A vasectomia
A VASECTOMIA
Pois a Cassiopéia, conforme o nome indica, era de uma família grega radicada no Brasil, mais precisamente em São Paulo. Jovem, de pele clara, magra, alta sem ser bonita, ela desde muito cedo descobriu os prazeres da carne. Não, não se trata do churrasco, mas do sexo mesmo! Aliás, seguiu os passos da mãe, que mesmo na meia-idade era uma inveterada fubana, daquelas que se oferecia a quem olhasse para ela por mais de trinta segundos.
Uso todos os verbos no passado, pois são pessoas que conheci há mais de vinte anos, e de quem não tenho mais notícias. Dizem as más línguas – disto eu não tenho certeza, pois apenas ouvi falar – que a velha, para facilitar as coisas e favorecer sua demanda pessoal, abriu na paulicéia desvairada, um lupanar, em um bairro elegante. Pelo jeito, a magrona Cassiopéia não era apenas filha da dona, mas levando a coisa a sério, tornou-se também “atleta” daquela atividade tida como a mais antiga do mundo.

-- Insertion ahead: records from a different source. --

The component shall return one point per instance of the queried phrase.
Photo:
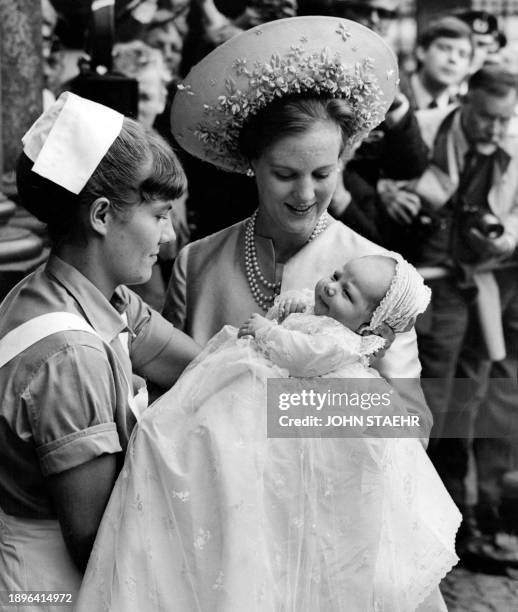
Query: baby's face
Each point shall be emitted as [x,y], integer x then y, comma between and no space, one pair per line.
[352,293]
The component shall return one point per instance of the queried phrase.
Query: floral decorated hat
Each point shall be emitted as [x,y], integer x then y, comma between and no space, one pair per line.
[325,56]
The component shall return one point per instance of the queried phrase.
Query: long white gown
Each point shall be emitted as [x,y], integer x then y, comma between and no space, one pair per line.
[208,514]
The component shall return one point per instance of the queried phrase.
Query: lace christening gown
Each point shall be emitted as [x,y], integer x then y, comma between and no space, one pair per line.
[209,514]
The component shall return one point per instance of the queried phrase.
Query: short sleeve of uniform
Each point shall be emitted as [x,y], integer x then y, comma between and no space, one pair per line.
[152,333]
[71,403]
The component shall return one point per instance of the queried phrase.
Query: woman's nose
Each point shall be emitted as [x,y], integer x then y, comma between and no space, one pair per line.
[168,233]
[305,191]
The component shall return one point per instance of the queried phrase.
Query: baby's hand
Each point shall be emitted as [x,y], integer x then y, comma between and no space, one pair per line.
[287,306]
[387,333]
[254,323]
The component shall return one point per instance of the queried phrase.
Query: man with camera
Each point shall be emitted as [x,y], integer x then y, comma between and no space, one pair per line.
[467,230]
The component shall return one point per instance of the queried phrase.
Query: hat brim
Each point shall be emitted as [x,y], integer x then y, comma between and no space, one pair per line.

Numa reviravolta da vida, dentro do bordel materno, Cassiopéia conheceu um mancebo. Apaixonaram-se, decidiram casar e, para fugir do atavismo, ele a carregou para longe, levando-a para morar em um distante estado do norte, onde a dupla passou a ter uma vida normal, com filhos, casa-própria e todos os quejandos normais de um grupo familiar.
Ele era funcionário de uma grande empresa, e desfiava sua bazófia contando histórias fantásticas de um gabarola que parece ignorar certos dados de um passado recente, dos quais ele tinha amplos conhecimentos. Tanto tinha ciência da vida pregressa da cocote que volta-e-meia dava umas “incertas”, vigiando os passos da percanta, aqui e ali. Nunca se ouviu falar nada dela, depois de casada, mas como diz o título do filme, “o passado condena”.
Numa dessas, já que tinham três filhos, ele resolveu fazer uma vasectomia. Fez e quatro meses depois, ela apareceu grávida. O cara virou um desabotinado, faltando pouco para se matar, tamanho o desespero que o assolou. Os amigos tentaram consolá-lo, aventando uma eventual falha no procedimento cirúrgico, o que pode ser comum em alguns casos. Ele não quis dirimir a dúvida. Não fez o exame de fertilidade e acolheu, mesmo de pé-atrás, o rebento como filho seu.
Não é assim que acontece na vida política no Brasil? O eleitor sabe que o político em geral é safado, por isso acredita desconfiando. São inúmeras as circunstâncias em que a fidúcia sofre rompimentos. Ora é o político ou homem público que, dando vazão ao atavismo de sua natureza, pratica um sem-número de falsetas, como corrupção, superfaturamentos, recepção de propinas ou “agrados”, agindo como a mulher que se vende a quem pagar mais.
De outro lado, o eleitor que sabe dos deslizes de seu eleito, mas, para não dar o braço a torcer, diz que ele é muito bom, encostando-se nele para obter um emprego para o filho, uma carga de tijolos para um “puxadinho” em sua casa, etc. O eleitor traído nunca tira a limpo a safadeza do “doutor”, preferindo venerá-lo e acreditar nas desculpas de “armação política”.